Con negritas

La codicia se cuela por los resquicios de la crisis

Hace cuatro meses y medio que los líderes del G-20 se dieron cita en Washington una fría mañana de noviembre para sentar las bases del nuevo orden financiero internacional. Hubo quien confió en que aquella cita fuese una reedición de la conferencia de Bretton Woods, que en 1944 estableció las reglas de juego para las relaciones comerciales y monetarias entre los grandes países industrializados. El mundo observaba con espanto el imparable resquebrajamiento de la economía y reclamaba una acción concertada antes de que todo se viniera estrepitosamente abajo.

La cumbre de Washigton, sin embargo, pasó de puntillas sobre los excesos del capitalismo y alumbró un catálogo vaporoso de medidas destinadas a apuntalar el sistema sin cuestionarlo a fondo. De ahí que haya sido poco útil para conseguir que el temporal amaine, a pesar de la abrumadora cantidad de dinero que los Estados han puesto sobre la mesa desde entonces. Cuatro billones de euros han salido ya o van a salir en los próximos años de los bolsillos de los contribuyentes para taponar la vía de agua que amenaza con hundir la economía.

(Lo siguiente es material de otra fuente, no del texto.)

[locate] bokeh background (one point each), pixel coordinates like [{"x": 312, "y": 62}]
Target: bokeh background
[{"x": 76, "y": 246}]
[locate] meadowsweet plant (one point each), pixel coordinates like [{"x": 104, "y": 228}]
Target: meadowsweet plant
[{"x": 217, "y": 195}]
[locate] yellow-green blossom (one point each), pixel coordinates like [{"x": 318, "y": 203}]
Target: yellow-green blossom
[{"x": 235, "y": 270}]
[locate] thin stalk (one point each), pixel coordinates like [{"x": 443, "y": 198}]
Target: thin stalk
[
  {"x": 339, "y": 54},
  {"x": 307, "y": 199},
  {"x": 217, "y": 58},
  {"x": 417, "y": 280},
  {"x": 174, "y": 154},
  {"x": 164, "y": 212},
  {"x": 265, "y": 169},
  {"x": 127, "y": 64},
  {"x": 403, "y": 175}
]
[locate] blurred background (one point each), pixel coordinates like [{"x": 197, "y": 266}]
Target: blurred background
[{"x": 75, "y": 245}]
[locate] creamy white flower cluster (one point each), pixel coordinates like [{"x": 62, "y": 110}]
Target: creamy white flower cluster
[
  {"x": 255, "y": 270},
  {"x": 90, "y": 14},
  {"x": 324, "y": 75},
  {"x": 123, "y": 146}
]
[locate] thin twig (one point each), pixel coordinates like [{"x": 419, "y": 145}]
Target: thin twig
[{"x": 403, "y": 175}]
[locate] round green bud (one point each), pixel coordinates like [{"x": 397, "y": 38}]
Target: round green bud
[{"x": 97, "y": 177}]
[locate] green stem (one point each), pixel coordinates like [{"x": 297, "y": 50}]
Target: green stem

Semejante esfuerzo, que probablemente una sola generación no acabará de pagar, podría ser asumido con resignación si no fuera por el irritante comportamiento de algunos de los más esmerados arquitectos de este colosal desastre. Altos ejecutivos de compañías socorridas con abundantes recursos públicos en Estados Unidos y en Europa se siguen embolsando alegremente sobresueldos de escándalo, como si aquí no hubiera pasado nada. Merril Lynch, Société Générale, AIG... son cuentas de un largo rosario, seguramente todavía inacabado, de oprobio y desvergüenza.